Hmm -- ultimately though, won't this just wind up bundled in a tar ball or something? Perhaps we could have a simple "build" script for the PHP code that takes care of copying things to the right places. We could drop in a
minification pass for the javascript while we're at it.

That is something i have considered before, especially when we were talking about the javascript mimification (remember those threads, month or 2 back).

However my big fear was, and still is really, that there will be a lot of people who just want to 'ftp their files to their shared web host'.. that audience probably has no idea about how bash works, let alone more advanced stuff like build scripts and dependencies. I don't even know if i can count on a command line/cli version of PHP being available in general ... and if it is, if it's the same version as the website (lots of bit messier web hosting companies have an upt-to-date php & apache self-compiled, but standard distro php (v4.x).. *shudder*).
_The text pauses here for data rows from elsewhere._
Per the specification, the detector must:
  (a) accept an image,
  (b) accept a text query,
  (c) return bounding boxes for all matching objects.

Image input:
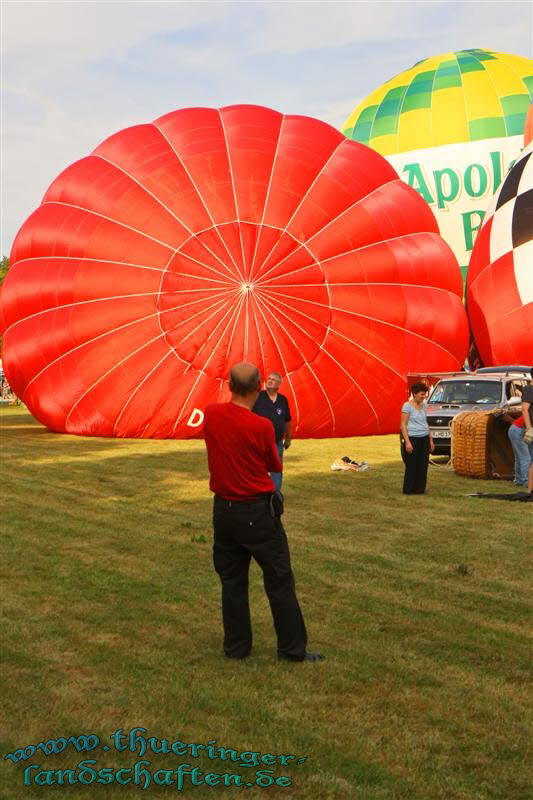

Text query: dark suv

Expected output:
[426,372,529,456]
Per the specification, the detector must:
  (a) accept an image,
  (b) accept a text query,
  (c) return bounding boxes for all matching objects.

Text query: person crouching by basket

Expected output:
[400,383,435,494]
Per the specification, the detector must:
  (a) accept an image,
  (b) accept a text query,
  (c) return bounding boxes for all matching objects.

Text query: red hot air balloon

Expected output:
[466,142,533,364]
[2,105,467,438]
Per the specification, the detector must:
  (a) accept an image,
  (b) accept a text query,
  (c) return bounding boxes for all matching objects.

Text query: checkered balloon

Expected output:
[466,142,533,364]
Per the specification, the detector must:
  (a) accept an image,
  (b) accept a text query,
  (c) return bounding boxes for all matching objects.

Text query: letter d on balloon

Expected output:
[187,408,204,428]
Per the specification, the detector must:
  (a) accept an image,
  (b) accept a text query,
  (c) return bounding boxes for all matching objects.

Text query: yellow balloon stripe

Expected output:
[343,50,533,155]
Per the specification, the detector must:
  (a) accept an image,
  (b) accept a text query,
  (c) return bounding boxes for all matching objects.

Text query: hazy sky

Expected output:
[0,0,533,254]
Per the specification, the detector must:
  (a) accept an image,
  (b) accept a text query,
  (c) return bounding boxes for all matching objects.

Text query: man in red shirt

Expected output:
[204,362,323,661]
Really the amount of assumptions i can make about the platform is incredibly limited, unless of course i make the choice to exclude all but the more professional who have some basic system administration background, my experience is though that that would exclude about 50% of our potential audience on the php side (to give you an example: setting up a basic shindig config is marked down as 'hard' already at the code labs, because it involves making a vhost config in apache..)
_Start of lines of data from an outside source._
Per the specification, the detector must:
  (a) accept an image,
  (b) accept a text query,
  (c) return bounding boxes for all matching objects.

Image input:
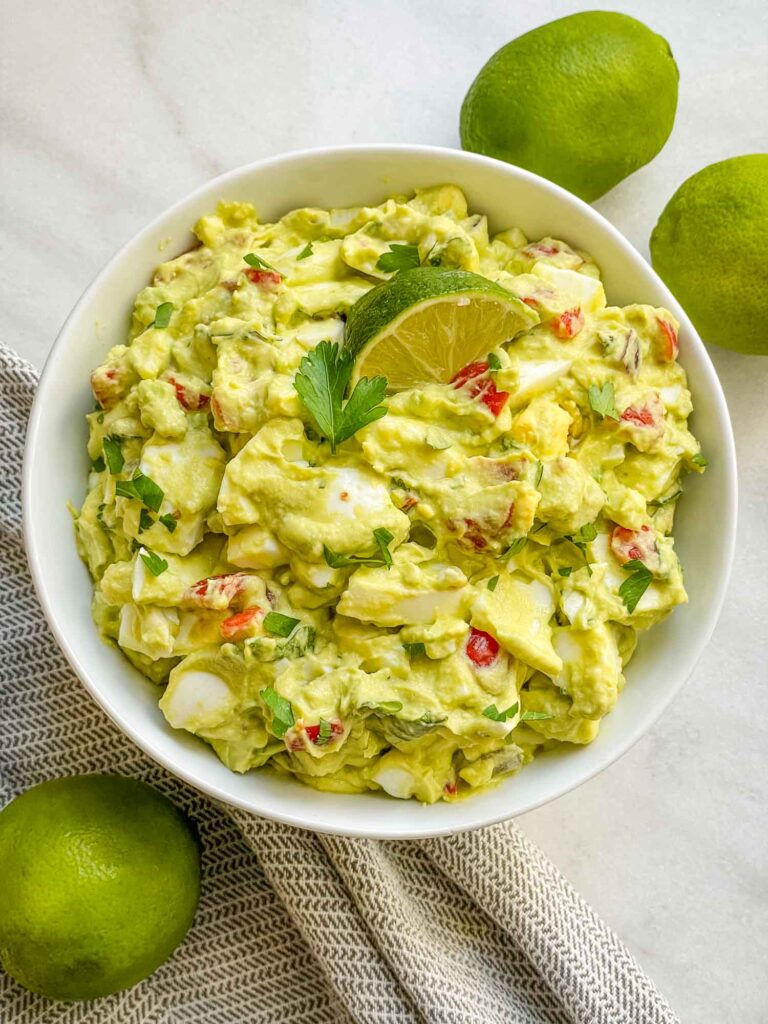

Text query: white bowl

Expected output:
[24,145,736,839]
So i'm extremely weary off and careful with adding any extra 'assumptions' to the requirements, and running a 'script' of any kind ... well that adds a lot of assumptions already (tcsh? bash? sh? which cli php version if any? windows, solaris, linux, bsd or? do they even have shell access? many shared hosts do not). Scary territory to thread into.
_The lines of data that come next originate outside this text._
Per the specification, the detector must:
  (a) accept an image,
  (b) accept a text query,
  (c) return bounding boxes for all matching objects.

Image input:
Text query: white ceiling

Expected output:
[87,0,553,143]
Thats the reason i went for on-the-fly compression of the javascript files (though the results are cached, per feature so the performance his is limited even on the first hit), it just by-passes a lot of potential problems.

and on making a release tar ball, we simply change the default config from <web root>/../javascript to <web root>/javascript .. or maybe even leaving things as is since it's not so horrible not to have files that shouldn't be served from apache outside of the web root anyhow.